An alternative to externally heated materials synthesis that uses thermochemical energy provided by chosen reactants is known as solid-state metathesis (SSM).^47–50 Self-propagating SSM reactions can be initiated by brief reactant heating with a heated filament (ignition reaction) and the exothermic energy released is sufficient to initiate further reactions from surrounding reactants. SSM reactions are complete in a few seconds and usually yield polycrystalline micrometer-sized particle aggregates. The exothermicity of SSM reactions is often dictated by the formation of a stable byproduct salt (e.g., NaCl or MgCl₂) that becomes briefly molten during the reaction and can facilitate diffusion and crystallization.⁴⁸ Ignition SSM reactions have been used to synthesize a variety of transition metal compounds including metal phosphides,^51,52 nitrides,^53,54 oxides,^55,56 sulphides,⁵⁷ and few ternary mixed metal and non-metal compounds.^57–60 Typical SSM approaches to metal boride synthesis rely on either ignition or furnace initiated reactions between metal halides and MgB₂.^24,61 Our recent work showed that a rapid SSM strategy is successful with three mixed reactants [metal chloride, magnesium powder, and amorphous boron] to produce crystalline FeB, CoB, and NiB.⁶² Several of these metal borides show moderate activity in HER and OER electrocatalysis.

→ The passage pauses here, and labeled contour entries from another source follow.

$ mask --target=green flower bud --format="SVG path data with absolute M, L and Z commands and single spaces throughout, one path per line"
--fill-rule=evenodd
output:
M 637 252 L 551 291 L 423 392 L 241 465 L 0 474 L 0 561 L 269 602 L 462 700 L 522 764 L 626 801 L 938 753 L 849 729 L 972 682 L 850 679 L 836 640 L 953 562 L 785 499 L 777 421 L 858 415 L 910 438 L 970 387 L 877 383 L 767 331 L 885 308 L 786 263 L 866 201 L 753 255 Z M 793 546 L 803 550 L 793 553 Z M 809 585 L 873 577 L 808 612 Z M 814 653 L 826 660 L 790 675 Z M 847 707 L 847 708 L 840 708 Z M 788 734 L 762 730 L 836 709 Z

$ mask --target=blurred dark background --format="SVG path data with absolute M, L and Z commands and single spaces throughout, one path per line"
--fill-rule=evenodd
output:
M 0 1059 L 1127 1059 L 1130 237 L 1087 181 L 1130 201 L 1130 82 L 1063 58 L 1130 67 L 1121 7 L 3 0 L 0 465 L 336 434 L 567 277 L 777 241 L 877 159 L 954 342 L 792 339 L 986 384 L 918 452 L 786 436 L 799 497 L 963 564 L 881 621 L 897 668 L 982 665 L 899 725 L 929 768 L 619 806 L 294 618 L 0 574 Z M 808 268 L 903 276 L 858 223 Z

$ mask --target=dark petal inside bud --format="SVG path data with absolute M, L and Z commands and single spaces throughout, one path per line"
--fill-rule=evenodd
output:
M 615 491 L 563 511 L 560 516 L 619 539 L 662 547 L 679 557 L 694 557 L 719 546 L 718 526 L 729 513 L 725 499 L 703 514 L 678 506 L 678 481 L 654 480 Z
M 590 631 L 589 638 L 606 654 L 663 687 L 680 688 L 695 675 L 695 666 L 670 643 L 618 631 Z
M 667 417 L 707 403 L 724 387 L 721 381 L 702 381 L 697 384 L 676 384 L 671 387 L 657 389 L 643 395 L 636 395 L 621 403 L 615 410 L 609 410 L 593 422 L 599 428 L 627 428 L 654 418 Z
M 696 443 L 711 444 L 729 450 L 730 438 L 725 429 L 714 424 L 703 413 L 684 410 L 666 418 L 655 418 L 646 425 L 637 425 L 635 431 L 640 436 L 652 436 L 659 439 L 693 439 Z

Some recent studies have measured HER or OER electrocatalytic enhancements for mixed metal borides over their binary boride parent structures that are ascribed to synergistic effects from both metals being present on the boride surface. The mixed metal borides' increased catalytic activity has also been linked to the formation of specific morphologies^63,64 or favorable alterations in electronic structure or conductivity.^11,12,65 Co–Fe–B structures have been produced as crystalline or amorphous phases via liquid phase synthesis methods (chemical reduction, hydrothermal reactions, and molten-salt assisted borothermal reduction), but post-reaction calcination is often required to obtain crystalline metal borides.^{11,12,63–67} Some prior studies used amorphous or poorly crystalline mixed-metal borides, making it difficult to clearly compare catalytic metal boride activities from different studies.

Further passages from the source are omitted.